Where… are your ECM prospects hiding?
These days the journey to your website often begins within LinkedIn or some other social media watering hole. We asked our ECM marketers where they go to find their leads, and here’s what they said:
- Personal connections
- Customer recommendations LinkedIn
- OpenText Knowledge Center OpenText events (e.g. Enterprise World, Innovation Tour)
- Website forms
- Directly from OpenText
Currently there are over 40 groups related to OpenText on LinkedIn. RedHouse Consulting tends to look for opportunities in the forums targeted at OpenText staff, partners and customers. “The OpenText Knowledge Center is also a good place to monitor,” says Chris, “they tend to be more technical discussions on there, but it’s good to be able to post up things into there from time to time just to help people out.”

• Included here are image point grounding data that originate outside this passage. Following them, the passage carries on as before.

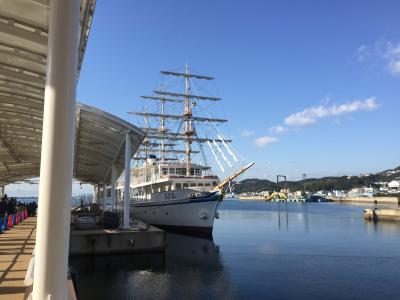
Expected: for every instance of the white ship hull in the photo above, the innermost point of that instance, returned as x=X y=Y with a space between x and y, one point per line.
x=195 y=215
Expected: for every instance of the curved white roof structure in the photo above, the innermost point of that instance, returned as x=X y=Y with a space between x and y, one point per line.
x=100 y=136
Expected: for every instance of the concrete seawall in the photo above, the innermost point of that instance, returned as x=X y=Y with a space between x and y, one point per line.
x=376 y=200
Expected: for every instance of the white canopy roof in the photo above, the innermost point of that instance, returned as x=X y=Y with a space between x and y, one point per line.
x=100 y=136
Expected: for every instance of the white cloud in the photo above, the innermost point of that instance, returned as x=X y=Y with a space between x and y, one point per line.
x=362 y=53
x=264 y=141
x=312 y=114
x=278 y=129
x=384 y=50
x=247 y=133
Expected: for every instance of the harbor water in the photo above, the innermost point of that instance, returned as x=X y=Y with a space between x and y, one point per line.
x=259 y=250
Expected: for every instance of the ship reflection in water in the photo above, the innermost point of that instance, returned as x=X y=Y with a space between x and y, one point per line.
x=188 y=265
x=265 y=251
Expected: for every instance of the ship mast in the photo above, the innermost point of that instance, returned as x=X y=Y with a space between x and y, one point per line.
x=188 y=115
x=188 y=133
x=162 y=125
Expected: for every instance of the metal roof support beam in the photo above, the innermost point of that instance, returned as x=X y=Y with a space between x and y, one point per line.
x=10 y=150
x=52 y=238
x=127 y=199
x=104 y=196
x=95 y=193
x=113 y=181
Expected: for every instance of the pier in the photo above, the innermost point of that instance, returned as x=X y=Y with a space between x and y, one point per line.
x=16 y=248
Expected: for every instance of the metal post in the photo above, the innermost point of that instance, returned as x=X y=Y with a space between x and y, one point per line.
x=52 y=237
x=95 y=193
x=127 y=179
x=113 y=180
x=104 y=196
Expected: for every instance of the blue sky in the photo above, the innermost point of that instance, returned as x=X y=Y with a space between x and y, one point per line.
x=331 y=69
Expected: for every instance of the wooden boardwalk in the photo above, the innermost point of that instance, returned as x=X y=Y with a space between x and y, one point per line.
x=16 y=247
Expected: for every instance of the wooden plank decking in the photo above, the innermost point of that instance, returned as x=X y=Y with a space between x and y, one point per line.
x=16 y=247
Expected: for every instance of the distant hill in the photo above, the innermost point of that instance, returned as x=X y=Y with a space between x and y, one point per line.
x=317 y=184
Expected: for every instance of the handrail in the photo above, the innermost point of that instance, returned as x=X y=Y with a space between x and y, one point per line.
x=28 y=281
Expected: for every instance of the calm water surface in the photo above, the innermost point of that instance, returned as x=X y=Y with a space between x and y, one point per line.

Digital Mind try to be present as speakers, exhibitors or at least attendees in events related to business technology and business development. Furthermore, they maintain close relationships with media outlets such as CMSWire that cover appropriate topics and give them the opportunity to feature as ECM experts. Paul Kleinknecht, VP Sales and Business Development at ShinyDocs says that it is important to “focus on getting your message to as many [OpenText] reps” as possible. If you have a solution on their price list, OpenText’s sales team can become your own, so enablement is vital.
Who… attends enterprise events? Most importantly, who attends Enterprise World?
One of the biggest events on the OpenText calendar is upon us: OpenText Enterprise World. So if you’ve paid to exhibit or sponsor the event, or if you just plan to attend in person, how do you make the most of it?
For smaller companies like Red House and Wisteria, the most important feature is the networking opportunity, “Go to the breakout sessions that are most relevant and just talk to people there”, says Chris. Bigger companies like Digital Mind, Global Cents and capSpire go one step further and actually sponsor OTEW. As experienced sponsors, they have a few tips they would like to share:
- Clearly define your goals. “Unless your primary goal is brand awareness, avoid spending money on fancy booth designs, entertainers and give-aways,” says Rinalds.
- Plan ahead. Gunn Kristin advises to, “Set up a goal of why you are attending and what you expect to bring back, then plan in advance what sessions you want to attend, and who you need to meet and engage with”. Trent Amos, VP Sales & Marketing at capSpire comments, “We ensure that our representatives schedule meetings with their key clients prior to the event.”
- Dedicate staff to be constantly at the booth: you need at least two people to be there at all times. The person talking to your potential customers will be the deciding factor to your success. If you are presenting, make sure you have a product demo ready at all times.
- Have a clear message! You will have only a short while to get your point across. Use it wisely.
Whether or not you are happy with your current marketing results, make sure that you set reasonable expectations and don’t forget the basics. Start with great content, make sure you’ve got an effective website, use your network to spread the word, and make sure you critically analyse your efforts. As Gunn Saltvik from Contesto puts it, “To sustain and grow your business, develop a plan for how many new customers you need every month, how many users, where in the country, what solutions and so on. This will make it easier to measure and make sure you attain your goal and stay within your budget.”